Welche konkreten Ziele setzt sich Volkswagen in China unter Ihrer Leitung?

„Generelles Ziel ist es, unsere bestehende Position als Marktführer in China auch in Zukunft weiter zu festigen und auszubauen. Unser Fokus liegt auf den bereits identifizierten strategischen Handlungsfeldern wirtschaftliches Wachstum, dem Einsatz innovativer, umweltfreundlicher Technologien in Fahrzeugen und Produktion sowie die Qualifikation und Beschäftigungssicherung unserer Mitarbeiter.“

Was bedeutet das für die Belegschaftsstrukturen in China?

„Im Sinne der Zielverfolgung unserer „Konzernstrategie 2018″ wollen wir auch in China der Top-Arbeitgeber sein. Dazu gehört, dass wir unsere Mitarbeiter in allen Fachbereichen und auf allen Hierarchie-Ebenen systematisch qualifizieren und deren Know-how Bildung weiterführen. Ein wichtiger Baustein dabei ist der Transfer unseres erfolgreichen deutschen dualen Ausbildungssystems auch nach China.“

Was beinhaltet die Strategie „China 2018“ genau?

Die Strategie „China 2018“ basiert auf den vier Themenfeldern Kunde, Produkt, Produktion und sozialer Verantwortung. Gerade die chinesischen Verbraucher setzen zunehmend Trends in der globalen Autoindustrie. Ihre Wünsche beispielsweise in der Gestaltung von Händlerbetrieben frühzeitig zu erkennen, ist eine Kernaufgabe.

Auf der Produktseite können wir mit unserem breiten Markenportfolio auf die immer vielfältiger werdenden Anforderungen des chinesischen Marktes sehr differenziert eingehen. Innovative, umweltfreundliche Fahrzeuge in höchster Qualität und Zuverlässigkeit unter Nutzung der Baukastensystematik des Konzerns stehen hier im Fokus.

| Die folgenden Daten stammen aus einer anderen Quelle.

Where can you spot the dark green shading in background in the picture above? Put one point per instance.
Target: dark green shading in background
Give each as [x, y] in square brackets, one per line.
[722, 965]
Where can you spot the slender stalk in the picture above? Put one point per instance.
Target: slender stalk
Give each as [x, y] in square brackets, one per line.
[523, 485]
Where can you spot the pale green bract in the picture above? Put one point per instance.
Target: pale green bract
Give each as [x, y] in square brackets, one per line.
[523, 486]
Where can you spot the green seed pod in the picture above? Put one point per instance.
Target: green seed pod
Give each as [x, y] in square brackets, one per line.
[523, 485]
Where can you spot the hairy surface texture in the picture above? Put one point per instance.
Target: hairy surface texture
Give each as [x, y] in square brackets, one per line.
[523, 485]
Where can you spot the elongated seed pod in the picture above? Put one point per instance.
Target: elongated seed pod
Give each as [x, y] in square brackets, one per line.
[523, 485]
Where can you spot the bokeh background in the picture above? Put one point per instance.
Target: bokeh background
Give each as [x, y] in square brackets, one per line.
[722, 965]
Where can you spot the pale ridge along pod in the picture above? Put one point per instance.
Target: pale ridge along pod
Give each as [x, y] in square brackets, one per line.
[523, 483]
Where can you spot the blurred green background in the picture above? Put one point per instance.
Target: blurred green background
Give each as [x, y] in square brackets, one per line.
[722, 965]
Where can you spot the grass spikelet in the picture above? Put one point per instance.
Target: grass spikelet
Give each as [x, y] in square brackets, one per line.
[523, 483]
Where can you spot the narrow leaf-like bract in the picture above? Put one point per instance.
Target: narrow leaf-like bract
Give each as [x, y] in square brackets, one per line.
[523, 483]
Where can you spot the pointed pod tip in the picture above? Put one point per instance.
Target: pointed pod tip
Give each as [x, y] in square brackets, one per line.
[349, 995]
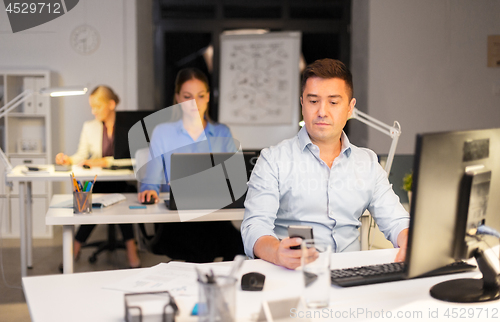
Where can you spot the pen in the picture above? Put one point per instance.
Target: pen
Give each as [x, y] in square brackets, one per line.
[93, 182]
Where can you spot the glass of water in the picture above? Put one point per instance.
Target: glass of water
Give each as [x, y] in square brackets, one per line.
[315, 262]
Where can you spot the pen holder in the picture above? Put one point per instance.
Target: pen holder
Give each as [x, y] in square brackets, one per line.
[217, 300]
[82, 202]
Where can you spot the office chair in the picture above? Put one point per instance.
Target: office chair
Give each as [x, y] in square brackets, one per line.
[111, 243]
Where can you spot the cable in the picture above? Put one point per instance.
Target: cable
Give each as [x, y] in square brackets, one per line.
[1, 251]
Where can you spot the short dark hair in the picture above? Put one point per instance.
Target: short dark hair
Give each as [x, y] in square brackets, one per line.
[187, 74]
[106, 92]
[327, 68]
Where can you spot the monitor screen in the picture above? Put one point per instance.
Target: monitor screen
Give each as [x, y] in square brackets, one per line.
[124, 121]
[442, 188]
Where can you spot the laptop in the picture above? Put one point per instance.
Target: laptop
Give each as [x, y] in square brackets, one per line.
[221, 183]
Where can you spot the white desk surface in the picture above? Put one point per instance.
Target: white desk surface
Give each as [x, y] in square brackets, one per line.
[121, 213]
[80, 297]
[80, 173]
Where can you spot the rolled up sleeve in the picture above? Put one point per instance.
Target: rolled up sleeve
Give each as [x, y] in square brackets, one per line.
[261, 204]
[389, 214]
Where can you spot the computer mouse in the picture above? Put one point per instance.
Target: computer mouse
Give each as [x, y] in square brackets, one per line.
[151, 201]
[252, 281]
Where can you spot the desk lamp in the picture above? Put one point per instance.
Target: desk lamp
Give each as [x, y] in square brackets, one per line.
[393, 131]
[21, 98]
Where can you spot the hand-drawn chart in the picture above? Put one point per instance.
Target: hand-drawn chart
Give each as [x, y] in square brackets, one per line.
[259, 78]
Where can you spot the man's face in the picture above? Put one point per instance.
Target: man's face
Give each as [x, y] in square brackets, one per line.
[326, 108]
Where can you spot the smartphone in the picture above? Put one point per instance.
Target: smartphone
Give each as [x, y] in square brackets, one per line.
[304, 232]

Auch in der Produktion führen wir innovative umweltfreundliche Technologien ein und steigern die Ressourcen-Effizienz. Der Aufbau eines neuen Werkes im Westen Chinas, in Urumqi, ist wiederum eine Pionierleistung in der chinesischen Automobilindustrie.

Volkswagen nimmt seine Verantwortung in der chinesischen Gesellschaft wahr. Wir sorgen für sichere Arbeitsplätze, für die Qualifizierung unserer Beschäftigten und engagieren uns auch in sozialen Projekten.“

Und wie wollen Sie die Belegschaft in China langfristig binden?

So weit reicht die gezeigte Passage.